Figure 1 shows the overall functionality of the proposed model of processing the data streams. As discussed above, the phases of the EAPPA model are two-fold. The first contribution is called Data Approximation and Pre-processing (DAP) and the second contribution is called Adaptive Clustering-based Privacy Preservation (ACPP). Figure 1 shows the processing of both phases step-by-step using the delay constraint approach. The functionality is mainly derived from the concept of periodical data processing of incoming streaming data. Before acquiring the data streams, we first initialized the timer \(t\).

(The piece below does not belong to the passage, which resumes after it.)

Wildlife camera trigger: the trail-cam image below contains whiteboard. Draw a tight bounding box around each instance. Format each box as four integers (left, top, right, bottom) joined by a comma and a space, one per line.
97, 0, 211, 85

The acquired data streams are then processed using the DAP. We applied the FM algorithm to reduce the redundant data streams followed by the pre-processing algorithm to filter out the noisy contains. The sequentially received data streams are first checked for duplication, pre-processed, and then stored into output matrix \(D\). The functionality of DAP continues until the timer reaches a pre-defined threshold value \(\lambda\). Once the delay constraint is satisfied, EAPPA launches the ACPP phase which takes the \(D\) as input. In the ACPP phase, we first compute the k-number of centroids using a basic k-means algorithm. Then estimate the similarities of each data stream tuple with its corresponding centroid tuple. All the estimated similarities are recorded and sorted in descending order. Finally, the k-anonymized clusters are formed as per the sorted order to ensure the k-anonymity. As the k-anonymization failed to prevent the attribute disclosure, we applied the l-diversity privacy notion on each cluster. The clusters ensuring the k-anonymity and l-diversity are then published before taking the next periodic data stream. We explore the design of both phases is explored in the below section.
A. DAP
The functionality of DAP is consists of FM-based data streams approximation and pre-processing of each received tuple without losing the sensitive information. Figure 2 shows the methodology of the DAP phase in detail. The input data stream \(S\) holds the 1 or more tuples. If the number of tuples in \(S\) is more than 1, then we initiate the FM algorithm and pre-processing algorithm. The main aim of the FM algorithm is to estimate the total number of distinct data streams, but we explored the FM algorithm to extract the distinct data streams and discard the redundant data streams. This process continues for each incoming tuple. Algorithm 1 shows the modified FM algorithm integrated pre-processing algorithm 2.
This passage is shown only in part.